A recent LWN comment thread—which unfortunately descended into flames and rudeness—had a post with some interesting pointers to recent security research on Linux address space layout randomization (ASLR). Both look to be plausible attacks against ASLR, and have not yet been addressed by the kernel hackers. Perhaps worse than that, though, is that these kinds of problems are evidently not being reported to linux-kernel (or other kernel security channels), or not being acted on. Over the years, the interaction of security researchers and kernel hackers has often been contentious, to the point where some security researchers may not be reporting the Linux flaws they find via the usual channels.
ASLR is a technique used to thwart buffer overflow vulnerabilities in user applications by randomizing the location of various pieces of the application's address space. Libraries, the heap and stack, as well as the executable code for a process are placed at random addresses so that attacker programs have a much more difficult time exploiting a buffer overflow. Without the use of ASLR, an attack could use hardcoded addresses of known locations in a process's address space (e.g. specific library functions) to perform its nefarious deeds.

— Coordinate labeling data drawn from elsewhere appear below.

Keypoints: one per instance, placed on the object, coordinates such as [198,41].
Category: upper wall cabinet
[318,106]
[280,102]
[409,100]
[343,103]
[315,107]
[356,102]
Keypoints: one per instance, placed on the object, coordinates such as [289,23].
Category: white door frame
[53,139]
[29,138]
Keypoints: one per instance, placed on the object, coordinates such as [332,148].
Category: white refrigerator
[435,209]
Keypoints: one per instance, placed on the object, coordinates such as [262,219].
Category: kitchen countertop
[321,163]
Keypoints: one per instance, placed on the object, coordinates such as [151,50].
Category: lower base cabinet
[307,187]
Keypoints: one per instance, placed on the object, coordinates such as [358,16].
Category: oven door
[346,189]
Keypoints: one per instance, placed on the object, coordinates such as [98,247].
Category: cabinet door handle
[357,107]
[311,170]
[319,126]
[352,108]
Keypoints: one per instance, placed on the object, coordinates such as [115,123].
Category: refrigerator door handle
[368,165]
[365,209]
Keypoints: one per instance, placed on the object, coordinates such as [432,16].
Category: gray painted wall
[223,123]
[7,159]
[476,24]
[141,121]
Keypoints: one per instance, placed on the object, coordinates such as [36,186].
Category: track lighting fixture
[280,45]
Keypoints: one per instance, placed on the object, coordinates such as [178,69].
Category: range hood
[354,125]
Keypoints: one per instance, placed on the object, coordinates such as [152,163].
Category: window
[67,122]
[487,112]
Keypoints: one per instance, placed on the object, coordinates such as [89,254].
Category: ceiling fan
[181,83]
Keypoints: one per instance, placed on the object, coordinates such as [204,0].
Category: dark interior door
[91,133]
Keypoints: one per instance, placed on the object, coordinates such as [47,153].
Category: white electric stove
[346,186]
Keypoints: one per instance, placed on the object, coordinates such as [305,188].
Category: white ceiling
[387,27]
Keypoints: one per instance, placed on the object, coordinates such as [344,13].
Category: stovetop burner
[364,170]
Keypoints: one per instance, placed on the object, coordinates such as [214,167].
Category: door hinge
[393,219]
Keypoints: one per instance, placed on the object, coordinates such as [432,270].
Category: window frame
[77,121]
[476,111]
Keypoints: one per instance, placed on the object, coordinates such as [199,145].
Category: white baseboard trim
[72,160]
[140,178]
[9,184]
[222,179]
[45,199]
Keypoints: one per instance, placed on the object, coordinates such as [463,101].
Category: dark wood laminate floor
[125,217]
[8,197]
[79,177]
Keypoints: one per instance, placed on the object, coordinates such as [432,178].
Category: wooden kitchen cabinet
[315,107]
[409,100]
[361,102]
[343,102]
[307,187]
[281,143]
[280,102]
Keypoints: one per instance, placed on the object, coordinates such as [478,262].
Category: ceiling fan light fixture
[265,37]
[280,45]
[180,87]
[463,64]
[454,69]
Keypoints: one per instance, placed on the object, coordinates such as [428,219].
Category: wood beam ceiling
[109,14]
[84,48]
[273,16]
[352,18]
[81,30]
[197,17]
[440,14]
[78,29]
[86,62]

It is important that attacker programs be unable to see—or figure out—the memory layout for other processes in the system. Attackers who can gain that information could then use any buffer overflows they know of for that program with all of the addresses they need. For that reason, /proc/pid/maps (a file that describes the address space for process id pid) only contains data when read by the owner of that pid—or someone who can ptrace() it. A recent advisory about memcache and memcacheDB divulging that information, unauthenticated over the network should be worrisome for just this reason.
The decision to stop allowing anyone to read the maps file came about in 2.6.22, long after ASLR was added in 2.6.12. Based on a presentation [PDF] at this year's CanSecWest conference, there is still enough information being leaked from /proc files to be able to determine the address space layout for a program.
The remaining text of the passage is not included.